Exchange Takes Action to Prevent Further Misuse by Lazarus Group
Crypto exchange OKX has temporarily suspended its decentralized exchange (DEX) aggregator to prevent its misuse by North Korea’s state-backed hacking group, Lazarus.
OKX announced the decision on March 17, stating, “Recently, we detected a coordinated effort by Lazarus Group to misuse our DeFi services.” The company consulted with regulators before proactively pausing the DEX aggregator to implement security upgrades.
OKX Suspends DEX Aggregator for Review
The OKX helpdesk confirmed that the suspension is part of an “internal review and upgrade” but did not specify when the service would resume. Despite the pause, the exchange assured users that crypto wallet services remain available. However, it will temporarily halt new wallet creation in certain regions.
The decision follows reports that European Union regulators are investigating OKX’s DEX aggregator and wallet services for allegedly facilitating fund laundering from the Bybit hack. On March 11, Bloomberg reported that approximately $100 million from the $1.5 billion Bybit exploit was funneled through OKX’s Web3 proxy, with some funds now untraceable.
OKX Responds to Allegations
OKX has pushed back against accusations, calling the Bloomberg report “misleading.” The exchange explained that after the Bybit hack, it responded by freezing associated funds from entering its centralized exchange (CEX) and developing new security features to detect hacks.

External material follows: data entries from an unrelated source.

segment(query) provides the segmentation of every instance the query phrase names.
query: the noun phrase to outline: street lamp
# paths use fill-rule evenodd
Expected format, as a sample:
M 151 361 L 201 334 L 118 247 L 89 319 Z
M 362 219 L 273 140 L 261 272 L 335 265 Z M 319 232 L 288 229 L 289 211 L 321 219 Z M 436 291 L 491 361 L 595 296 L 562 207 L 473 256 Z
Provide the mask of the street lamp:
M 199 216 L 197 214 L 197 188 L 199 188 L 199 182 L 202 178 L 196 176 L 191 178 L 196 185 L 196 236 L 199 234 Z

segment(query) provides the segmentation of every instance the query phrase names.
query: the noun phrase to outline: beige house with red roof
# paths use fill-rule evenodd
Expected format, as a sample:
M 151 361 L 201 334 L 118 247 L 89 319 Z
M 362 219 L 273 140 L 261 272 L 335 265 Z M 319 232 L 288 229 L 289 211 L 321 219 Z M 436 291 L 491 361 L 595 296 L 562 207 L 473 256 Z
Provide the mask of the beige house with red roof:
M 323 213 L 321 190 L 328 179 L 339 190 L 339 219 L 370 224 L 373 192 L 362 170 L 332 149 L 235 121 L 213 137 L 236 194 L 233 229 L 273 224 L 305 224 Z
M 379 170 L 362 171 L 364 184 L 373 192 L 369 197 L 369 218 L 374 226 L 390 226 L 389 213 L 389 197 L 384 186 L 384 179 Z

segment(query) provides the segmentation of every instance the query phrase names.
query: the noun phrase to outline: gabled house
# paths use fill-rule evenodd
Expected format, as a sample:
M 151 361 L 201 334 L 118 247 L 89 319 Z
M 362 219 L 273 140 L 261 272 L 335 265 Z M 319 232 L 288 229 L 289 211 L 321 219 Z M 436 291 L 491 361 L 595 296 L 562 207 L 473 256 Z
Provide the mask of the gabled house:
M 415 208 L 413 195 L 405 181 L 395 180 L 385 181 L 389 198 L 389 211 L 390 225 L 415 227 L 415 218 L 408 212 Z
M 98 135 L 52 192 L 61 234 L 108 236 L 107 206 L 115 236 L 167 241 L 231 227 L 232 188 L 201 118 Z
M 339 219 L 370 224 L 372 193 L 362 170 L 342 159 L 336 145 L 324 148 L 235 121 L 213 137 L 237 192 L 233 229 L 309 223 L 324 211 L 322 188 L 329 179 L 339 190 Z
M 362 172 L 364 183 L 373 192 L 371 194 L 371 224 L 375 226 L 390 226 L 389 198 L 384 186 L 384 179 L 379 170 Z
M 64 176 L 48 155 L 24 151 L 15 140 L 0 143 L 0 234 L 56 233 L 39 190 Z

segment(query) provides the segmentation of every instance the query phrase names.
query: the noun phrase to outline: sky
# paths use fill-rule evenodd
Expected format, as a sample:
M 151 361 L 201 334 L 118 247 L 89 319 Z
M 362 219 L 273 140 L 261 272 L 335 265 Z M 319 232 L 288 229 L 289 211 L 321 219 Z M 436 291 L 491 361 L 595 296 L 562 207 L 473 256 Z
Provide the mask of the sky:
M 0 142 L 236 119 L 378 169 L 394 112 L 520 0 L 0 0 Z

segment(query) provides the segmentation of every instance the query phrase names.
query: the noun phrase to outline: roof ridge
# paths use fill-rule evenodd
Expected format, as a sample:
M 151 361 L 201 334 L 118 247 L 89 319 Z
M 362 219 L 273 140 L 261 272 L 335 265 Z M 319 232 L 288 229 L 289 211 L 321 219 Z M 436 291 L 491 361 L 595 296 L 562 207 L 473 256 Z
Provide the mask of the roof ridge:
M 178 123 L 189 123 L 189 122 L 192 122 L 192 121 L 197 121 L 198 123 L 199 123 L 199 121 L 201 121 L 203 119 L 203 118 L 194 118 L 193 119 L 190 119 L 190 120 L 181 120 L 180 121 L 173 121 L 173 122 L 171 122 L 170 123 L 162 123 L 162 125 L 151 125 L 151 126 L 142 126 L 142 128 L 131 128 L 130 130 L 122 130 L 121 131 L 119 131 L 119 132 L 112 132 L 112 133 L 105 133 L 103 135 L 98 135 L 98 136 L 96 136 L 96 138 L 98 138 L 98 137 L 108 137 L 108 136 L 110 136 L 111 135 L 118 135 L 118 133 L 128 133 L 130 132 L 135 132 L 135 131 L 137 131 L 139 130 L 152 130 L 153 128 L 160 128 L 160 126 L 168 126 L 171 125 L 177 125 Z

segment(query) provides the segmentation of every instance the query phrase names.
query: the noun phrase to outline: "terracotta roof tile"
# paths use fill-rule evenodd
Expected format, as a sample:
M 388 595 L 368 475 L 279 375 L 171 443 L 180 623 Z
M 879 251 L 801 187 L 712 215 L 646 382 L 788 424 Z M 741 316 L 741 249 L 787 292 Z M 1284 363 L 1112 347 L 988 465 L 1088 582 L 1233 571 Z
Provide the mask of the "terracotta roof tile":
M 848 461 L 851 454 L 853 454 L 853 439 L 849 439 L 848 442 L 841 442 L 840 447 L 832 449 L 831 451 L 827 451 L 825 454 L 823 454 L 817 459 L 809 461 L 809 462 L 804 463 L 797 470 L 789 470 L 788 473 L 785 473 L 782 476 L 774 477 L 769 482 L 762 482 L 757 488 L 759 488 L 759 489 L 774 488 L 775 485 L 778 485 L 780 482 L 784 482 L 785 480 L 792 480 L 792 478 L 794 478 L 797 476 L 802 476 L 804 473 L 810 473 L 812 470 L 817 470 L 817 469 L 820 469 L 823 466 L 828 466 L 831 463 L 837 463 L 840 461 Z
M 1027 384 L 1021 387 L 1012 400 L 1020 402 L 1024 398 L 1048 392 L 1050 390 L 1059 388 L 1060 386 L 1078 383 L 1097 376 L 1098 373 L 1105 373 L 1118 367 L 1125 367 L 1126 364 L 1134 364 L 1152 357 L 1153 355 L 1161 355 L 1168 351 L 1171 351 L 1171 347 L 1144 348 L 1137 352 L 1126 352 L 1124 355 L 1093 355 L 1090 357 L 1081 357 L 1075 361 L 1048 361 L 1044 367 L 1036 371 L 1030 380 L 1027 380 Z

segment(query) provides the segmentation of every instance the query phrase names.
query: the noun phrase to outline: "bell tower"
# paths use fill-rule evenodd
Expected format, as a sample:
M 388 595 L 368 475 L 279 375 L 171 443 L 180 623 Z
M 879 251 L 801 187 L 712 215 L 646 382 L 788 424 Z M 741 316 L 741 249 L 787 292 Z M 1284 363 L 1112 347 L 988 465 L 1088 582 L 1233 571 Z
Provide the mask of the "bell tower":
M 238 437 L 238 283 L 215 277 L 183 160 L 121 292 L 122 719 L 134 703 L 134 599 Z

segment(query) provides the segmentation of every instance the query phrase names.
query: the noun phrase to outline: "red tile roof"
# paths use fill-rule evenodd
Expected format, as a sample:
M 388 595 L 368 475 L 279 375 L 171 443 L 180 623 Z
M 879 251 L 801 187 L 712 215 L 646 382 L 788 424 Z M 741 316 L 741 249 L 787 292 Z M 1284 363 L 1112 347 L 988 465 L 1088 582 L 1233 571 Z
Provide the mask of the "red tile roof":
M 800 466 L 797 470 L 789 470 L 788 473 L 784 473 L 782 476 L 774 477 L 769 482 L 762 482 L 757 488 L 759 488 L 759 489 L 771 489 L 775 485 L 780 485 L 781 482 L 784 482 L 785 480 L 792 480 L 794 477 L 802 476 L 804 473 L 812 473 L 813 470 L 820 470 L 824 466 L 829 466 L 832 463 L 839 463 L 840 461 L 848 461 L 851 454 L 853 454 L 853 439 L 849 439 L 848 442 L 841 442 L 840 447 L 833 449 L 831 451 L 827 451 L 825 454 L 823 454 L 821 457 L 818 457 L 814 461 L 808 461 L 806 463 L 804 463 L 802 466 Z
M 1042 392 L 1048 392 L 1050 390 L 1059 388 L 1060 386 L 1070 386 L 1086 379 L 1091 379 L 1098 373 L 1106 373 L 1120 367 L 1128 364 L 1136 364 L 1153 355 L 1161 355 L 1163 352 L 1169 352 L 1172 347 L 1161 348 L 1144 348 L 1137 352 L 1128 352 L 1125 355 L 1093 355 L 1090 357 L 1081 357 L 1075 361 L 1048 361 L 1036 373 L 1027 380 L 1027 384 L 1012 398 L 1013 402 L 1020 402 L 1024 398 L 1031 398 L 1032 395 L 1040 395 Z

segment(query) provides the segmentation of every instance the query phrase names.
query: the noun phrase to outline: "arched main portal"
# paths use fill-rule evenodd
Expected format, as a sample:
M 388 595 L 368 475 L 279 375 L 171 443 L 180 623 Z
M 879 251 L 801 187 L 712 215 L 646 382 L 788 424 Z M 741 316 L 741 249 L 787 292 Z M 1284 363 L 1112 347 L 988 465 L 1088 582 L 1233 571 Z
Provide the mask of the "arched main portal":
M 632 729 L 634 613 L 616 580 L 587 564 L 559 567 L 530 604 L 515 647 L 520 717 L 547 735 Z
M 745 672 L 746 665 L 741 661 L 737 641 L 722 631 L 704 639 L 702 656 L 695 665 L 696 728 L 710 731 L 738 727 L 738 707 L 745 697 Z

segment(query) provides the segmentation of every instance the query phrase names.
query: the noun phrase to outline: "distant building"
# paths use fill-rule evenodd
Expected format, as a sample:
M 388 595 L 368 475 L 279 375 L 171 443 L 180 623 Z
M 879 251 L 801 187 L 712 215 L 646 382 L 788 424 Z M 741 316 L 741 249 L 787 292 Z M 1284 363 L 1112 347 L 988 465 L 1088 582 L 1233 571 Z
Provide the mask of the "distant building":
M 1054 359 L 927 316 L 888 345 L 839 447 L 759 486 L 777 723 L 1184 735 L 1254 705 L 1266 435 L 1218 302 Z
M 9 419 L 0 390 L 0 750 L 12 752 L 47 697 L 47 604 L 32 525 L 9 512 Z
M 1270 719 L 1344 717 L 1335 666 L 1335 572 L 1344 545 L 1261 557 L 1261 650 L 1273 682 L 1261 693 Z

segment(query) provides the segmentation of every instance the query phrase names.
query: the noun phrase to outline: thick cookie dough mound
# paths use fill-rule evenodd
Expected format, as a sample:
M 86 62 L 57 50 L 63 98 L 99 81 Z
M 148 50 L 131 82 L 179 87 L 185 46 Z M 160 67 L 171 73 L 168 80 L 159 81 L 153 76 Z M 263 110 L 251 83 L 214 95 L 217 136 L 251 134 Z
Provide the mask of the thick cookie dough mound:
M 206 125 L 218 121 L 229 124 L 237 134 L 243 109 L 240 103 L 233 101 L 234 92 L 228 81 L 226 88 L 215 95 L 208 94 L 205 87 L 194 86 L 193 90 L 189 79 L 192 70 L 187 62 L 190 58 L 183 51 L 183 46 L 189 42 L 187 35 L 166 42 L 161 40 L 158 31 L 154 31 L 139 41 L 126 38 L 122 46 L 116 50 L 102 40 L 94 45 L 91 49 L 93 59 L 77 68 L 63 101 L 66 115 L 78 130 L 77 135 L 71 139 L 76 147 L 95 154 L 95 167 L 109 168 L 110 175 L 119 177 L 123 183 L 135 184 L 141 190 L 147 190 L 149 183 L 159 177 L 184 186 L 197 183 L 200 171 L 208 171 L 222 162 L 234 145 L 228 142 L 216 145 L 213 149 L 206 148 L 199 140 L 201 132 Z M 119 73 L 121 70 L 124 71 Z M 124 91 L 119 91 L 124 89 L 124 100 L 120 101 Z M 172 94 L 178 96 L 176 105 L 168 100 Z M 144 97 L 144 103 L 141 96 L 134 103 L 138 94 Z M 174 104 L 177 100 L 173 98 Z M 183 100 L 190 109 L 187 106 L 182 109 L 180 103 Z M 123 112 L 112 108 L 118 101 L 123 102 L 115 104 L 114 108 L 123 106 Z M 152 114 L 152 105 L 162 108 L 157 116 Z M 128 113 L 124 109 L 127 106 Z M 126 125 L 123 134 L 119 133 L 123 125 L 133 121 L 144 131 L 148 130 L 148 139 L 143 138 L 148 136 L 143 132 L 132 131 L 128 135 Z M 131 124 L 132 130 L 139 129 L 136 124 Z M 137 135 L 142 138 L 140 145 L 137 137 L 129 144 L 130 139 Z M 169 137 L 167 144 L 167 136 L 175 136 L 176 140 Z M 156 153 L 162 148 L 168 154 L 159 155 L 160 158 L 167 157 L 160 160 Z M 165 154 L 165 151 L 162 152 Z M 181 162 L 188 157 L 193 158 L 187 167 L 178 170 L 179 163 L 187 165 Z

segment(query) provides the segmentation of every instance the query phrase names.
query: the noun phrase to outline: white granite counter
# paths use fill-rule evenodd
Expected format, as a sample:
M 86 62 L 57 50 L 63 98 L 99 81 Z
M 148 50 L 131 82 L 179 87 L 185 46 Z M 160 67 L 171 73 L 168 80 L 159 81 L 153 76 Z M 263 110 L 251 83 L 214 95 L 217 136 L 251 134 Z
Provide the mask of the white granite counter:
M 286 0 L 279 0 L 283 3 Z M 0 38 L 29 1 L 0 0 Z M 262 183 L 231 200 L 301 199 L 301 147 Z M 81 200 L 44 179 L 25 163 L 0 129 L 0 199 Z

To enhance security, OKX has deployed a hacker address detection system for its DEX aggregator. This includes real-time tracking of hacker-linked addresses, which are blocked from interacting with its CEX.
“We have implemented extensive measures to prevent misuse, including blocking IP addresses from restricted markets and rolling out a real-time black address detection and blocking system,” said OKX CEO Star Xu on March 17.
OKX Clarifies DEX Aggregator’s Role
OKX emphasized that its Web3 DEX aggregator is not a custodian of user assets but simply a tool that connects traders to liquidity across multiple protocols. The company stated that some entities have “deliberately misrepresented” the platform’s role.
Moving forward, OKX plans to improve transparency in DEX trade tracking, ensuring explorers correctly attribute transactions to their respective platforms rather than mistakenly linking them to the aggregator.